Many programming books give advice on how we can make our code clean. It seems to be quite a lucrative industry, because these keeping coming out year after year and programmers keep buying them.
Unfortunately, these books mostly concern themselves with what the text of the code ought to look like, and not with what the code itself ought to be.
They give advice such as “use meaningful names”, “keep methods short”, “prefer dynamic dispatch to
switch”, “depend upon abstractions, not concretions”, etc., but programs that abide by that advice are not magically readable or clean.
(In fact, it seems that the more of this advice that we apply to a program, the more we create a “clean mess”.)
But if we got the core of the program wrong—solving the wrong problem, using the wrong tool, having piles of unnecessary abstractions—no amount of advice about using private fields instead of public ones is going to meaningfully improve our program.
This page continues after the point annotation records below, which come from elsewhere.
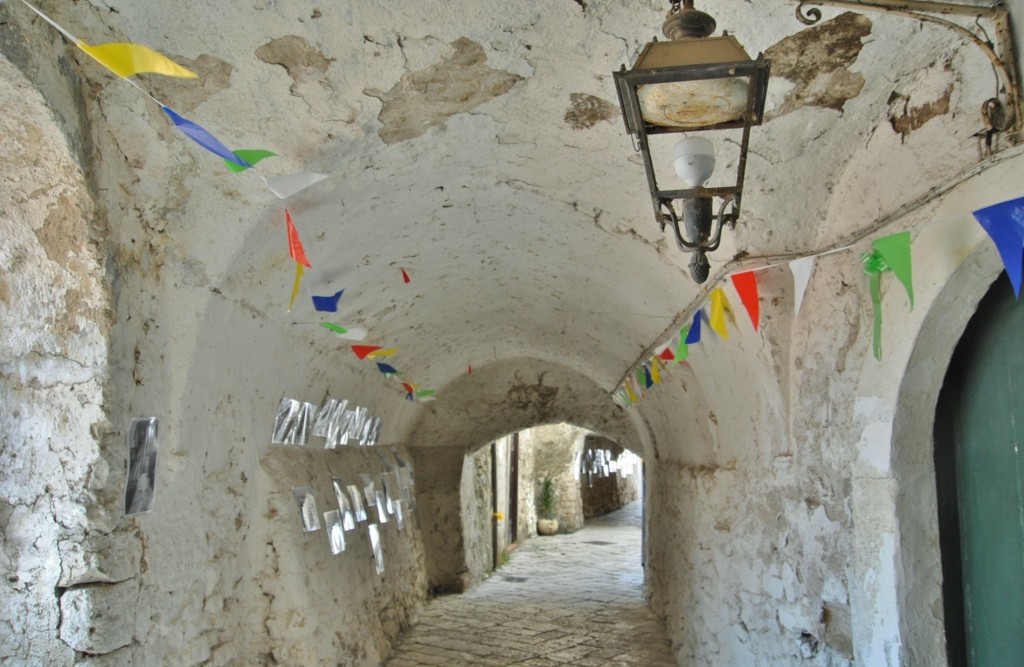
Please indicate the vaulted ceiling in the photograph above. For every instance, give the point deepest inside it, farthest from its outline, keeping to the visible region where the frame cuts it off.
(478, 146)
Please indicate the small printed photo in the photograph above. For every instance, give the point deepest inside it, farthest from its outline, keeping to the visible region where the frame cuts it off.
(378, 547)
(140, 485)
(344, 505)
(335, 533)
(307, 508)
(356, 497)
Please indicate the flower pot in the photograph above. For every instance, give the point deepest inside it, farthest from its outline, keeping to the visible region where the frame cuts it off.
(547, 526)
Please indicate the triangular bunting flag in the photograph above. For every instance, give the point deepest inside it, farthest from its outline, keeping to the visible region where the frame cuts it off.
(895, 250)
(295, 248)
(683, 350)
(328, 303)
(125, 59)
(747, 287)
(363, 350)
(286, 185)
(802, 268)
(250, 156)
(295, 288)
(200, 135)
(693, 335)
(719, 304)
(341, 331)
(1005, 223)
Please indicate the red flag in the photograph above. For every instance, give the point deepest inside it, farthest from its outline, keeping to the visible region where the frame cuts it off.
(363, 350)
(294, 245)
(747, 287)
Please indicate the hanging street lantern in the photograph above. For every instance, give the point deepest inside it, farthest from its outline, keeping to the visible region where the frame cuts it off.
(693, 83)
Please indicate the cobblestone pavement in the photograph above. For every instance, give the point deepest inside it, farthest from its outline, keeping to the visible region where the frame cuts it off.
(568, 599)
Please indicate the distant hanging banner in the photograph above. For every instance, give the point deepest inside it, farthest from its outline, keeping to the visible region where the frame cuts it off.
(295, 287)
(200, 135)
(295, 248)
(747, 287)
(1005, 223)
(286, 185)
(328, 303)
(126, 59)
(250, 157)
(890, 253)
(719, 306)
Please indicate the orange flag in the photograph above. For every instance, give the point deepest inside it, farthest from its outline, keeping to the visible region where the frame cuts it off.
(294, 245)
(747, 287)
(363, 350)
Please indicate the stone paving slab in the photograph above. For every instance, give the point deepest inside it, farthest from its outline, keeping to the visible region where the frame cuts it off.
(563, 600)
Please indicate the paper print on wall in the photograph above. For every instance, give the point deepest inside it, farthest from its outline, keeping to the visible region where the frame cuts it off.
(381, 505)
(355, 496)
(140, 484)
(307, 508)
(335, 532)
(292, 424)
(377, 546)
(399, 516)
(390, 492)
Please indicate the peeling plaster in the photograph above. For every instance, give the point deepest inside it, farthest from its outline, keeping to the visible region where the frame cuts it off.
(428, 97)
(817, 59)
(587, 111)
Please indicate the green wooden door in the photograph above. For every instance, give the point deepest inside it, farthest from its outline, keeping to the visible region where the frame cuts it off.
(984, 393)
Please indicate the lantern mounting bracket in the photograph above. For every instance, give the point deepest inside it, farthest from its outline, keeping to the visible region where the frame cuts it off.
(1000, 114)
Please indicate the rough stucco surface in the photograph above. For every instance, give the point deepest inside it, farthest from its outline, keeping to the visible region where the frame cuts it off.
(787, 483)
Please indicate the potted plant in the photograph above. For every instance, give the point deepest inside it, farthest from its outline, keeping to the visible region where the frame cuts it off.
(547, 524)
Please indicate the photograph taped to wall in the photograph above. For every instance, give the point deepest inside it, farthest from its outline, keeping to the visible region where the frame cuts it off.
(389, 492)
(368, 426)
(293, 421)
(356, 497)
(375, 431)
(356, 422)
(141, 480)
(344, 505)
(325, 414)
(307, 508)
(399, 515)
(369, 490)
(335, 532)
(377, 546)
(381, 505)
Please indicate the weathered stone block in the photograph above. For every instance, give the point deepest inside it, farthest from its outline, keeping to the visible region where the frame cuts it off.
(99, 618)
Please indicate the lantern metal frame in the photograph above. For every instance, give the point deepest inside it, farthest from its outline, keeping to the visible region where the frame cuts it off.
(690, 200)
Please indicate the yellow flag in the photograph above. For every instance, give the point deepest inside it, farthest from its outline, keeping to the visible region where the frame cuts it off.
(295, 289)
(719, 304)
(125, 59)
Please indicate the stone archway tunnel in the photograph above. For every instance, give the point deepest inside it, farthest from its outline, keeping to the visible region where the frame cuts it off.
(487, 220)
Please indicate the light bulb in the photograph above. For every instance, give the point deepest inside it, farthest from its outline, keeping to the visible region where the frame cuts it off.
(694, 160)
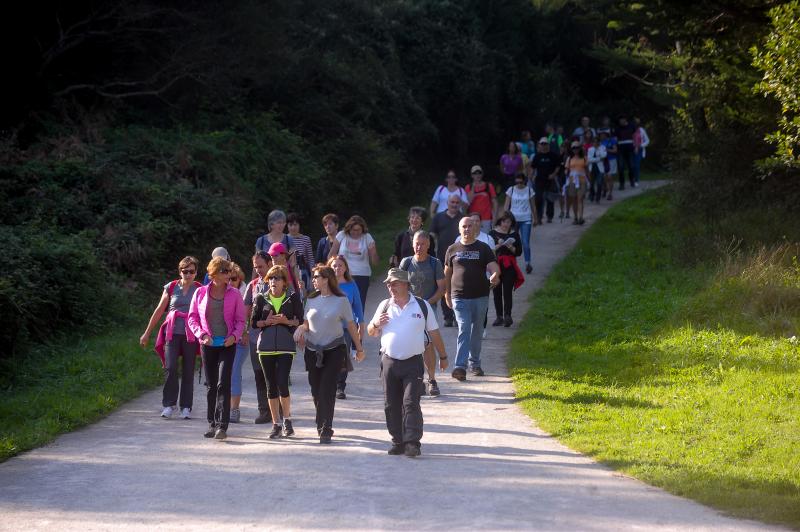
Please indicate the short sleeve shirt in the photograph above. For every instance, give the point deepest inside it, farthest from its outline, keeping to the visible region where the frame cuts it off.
(469, 262)
(423, 275)
(180, 302)
(404, 336)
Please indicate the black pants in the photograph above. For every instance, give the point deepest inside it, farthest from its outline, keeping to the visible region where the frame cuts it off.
(625, 160)
(258, 372)
(218, 364)
(503, 292)
(276, 370)
(542, 188)
(323, 384)
(402, 387)
(179, 347)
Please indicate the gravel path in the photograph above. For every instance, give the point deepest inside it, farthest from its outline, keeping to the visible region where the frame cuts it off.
(485, 465)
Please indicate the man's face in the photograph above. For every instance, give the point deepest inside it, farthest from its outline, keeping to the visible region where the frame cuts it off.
(331, 227)
(465, 228)
(398, 289)
(421, 246)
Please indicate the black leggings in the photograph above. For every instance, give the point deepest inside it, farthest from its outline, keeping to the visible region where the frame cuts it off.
(276, 369)
(503, 292)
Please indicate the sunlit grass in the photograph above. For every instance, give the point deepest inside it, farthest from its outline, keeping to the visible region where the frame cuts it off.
(661, 371)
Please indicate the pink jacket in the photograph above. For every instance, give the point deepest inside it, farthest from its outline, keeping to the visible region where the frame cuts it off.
(166, 331)
(232, 310)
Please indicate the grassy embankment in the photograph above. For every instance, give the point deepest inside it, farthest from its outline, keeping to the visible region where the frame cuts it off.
(683, 376)
(82, 377)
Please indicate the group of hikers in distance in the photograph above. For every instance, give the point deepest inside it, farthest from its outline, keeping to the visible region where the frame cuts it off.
(312, 299)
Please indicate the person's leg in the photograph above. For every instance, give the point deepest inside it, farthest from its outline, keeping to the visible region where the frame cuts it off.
(478, 307)
(412, 388)
(269, 365)
(525, 235)
(223, 406)
(211, 357)
(392, 399)
(497, 294)
(464, 318)
(333, 360)
(169, 396)
(188, 353)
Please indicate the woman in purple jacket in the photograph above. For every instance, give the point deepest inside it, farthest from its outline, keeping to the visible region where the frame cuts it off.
(217, 319)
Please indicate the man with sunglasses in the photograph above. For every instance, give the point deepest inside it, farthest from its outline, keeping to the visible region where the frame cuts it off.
(482, 198)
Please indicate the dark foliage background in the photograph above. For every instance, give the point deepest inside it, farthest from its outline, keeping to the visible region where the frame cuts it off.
(136, 132)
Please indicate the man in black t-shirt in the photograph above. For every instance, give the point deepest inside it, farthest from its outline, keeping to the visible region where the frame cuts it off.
(445, 227)
(467, 293)
(545, 167)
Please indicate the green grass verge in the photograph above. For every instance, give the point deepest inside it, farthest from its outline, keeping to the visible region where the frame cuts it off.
(56, 389)
(662, 371)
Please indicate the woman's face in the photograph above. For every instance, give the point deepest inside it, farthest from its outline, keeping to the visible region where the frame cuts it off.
(278, 227)
(415, 222)
(339, 268)
(276, 284)
(356, 231)
(260, 266)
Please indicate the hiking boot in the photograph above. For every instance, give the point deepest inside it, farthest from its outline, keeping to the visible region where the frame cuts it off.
(396, 449)
(276, 432)
(263, 418)
(412, 450)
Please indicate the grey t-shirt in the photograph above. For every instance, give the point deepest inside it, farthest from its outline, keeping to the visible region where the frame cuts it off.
(423, 275)
(180, 302)
(324, 315)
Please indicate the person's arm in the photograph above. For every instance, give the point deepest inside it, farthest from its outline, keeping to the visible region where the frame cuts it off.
(158, 312)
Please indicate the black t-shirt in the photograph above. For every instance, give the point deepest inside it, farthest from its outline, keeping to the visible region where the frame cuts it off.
(468, 263)
(446, 230)
(545, 164)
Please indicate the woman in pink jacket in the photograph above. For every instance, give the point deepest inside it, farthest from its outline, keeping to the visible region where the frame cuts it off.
(217, 318)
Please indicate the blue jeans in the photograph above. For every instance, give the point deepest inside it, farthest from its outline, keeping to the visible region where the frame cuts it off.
(470, 314)
(242, 352)
(525, 235)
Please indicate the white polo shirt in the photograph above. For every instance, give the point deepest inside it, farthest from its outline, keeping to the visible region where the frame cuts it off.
(404, 336)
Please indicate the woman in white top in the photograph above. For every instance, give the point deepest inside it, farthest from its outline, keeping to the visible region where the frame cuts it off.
(520, 203)
(356, 245)
(443, 193)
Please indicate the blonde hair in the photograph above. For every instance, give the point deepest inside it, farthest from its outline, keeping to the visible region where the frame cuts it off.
(216, 265)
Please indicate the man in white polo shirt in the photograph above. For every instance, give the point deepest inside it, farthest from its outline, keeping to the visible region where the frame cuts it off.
(401, 323)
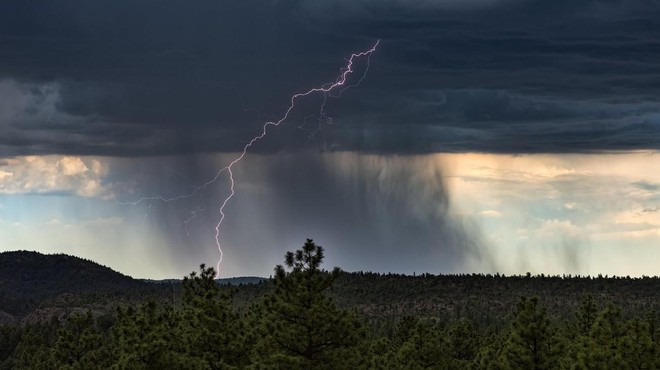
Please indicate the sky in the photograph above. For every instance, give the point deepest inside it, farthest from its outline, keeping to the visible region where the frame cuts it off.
(488, 136)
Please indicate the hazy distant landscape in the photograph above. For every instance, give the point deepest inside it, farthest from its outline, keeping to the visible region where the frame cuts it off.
(483, 173)
(60, 311)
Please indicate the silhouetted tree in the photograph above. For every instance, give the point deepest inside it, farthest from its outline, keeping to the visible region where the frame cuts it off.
(301, 326)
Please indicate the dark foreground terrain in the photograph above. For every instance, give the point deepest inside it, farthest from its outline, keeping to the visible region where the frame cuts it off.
(59, 311)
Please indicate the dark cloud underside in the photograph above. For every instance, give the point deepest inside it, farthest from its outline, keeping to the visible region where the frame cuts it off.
(132, 78)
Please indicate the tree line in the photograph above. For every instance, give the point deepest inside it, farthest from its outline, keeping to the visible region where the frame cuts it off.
(297, 324)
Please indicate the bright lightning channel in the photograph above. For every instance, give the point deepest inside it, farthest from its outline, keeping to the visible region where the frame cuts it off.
(333, 89)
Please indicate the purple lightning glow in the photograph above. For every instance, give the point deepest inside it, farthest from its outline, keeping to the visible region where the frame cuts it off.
(337, 87)
(324, 89)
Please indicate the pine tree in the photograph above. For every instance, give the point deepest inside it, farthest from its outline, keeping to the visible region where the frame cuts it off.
(212, 330)
(80, 344)
(301, 327)
(532, 343)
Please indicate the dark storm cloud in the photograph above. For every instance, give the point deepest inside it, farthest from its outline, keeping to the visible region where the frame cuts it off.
(127, 78)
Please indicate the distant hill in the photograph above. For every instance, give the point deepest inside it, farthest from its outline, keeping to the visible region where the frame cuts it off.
(34, 287)
(29, 278)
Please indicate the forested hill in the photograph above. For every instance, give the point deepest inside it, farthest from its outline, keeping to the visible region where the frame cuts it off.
(37, 286)
(29, 278)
These books should be understood as our industry’s Strunk and White or The Chicago Manual of Style: the advice they give on what text ought to look like can be useful, but if an article is uninteresting, readers won’t care our about our usage of oxford commas.
So let’s make sure when we review our peers' code that we don’t miss the forest for the trees and give them endless suggestions about how they could make their code “cleaner” by changing superficial details and instead focus on whether their general approach to the problem is sound or whether new requirements justify a different overall architecture.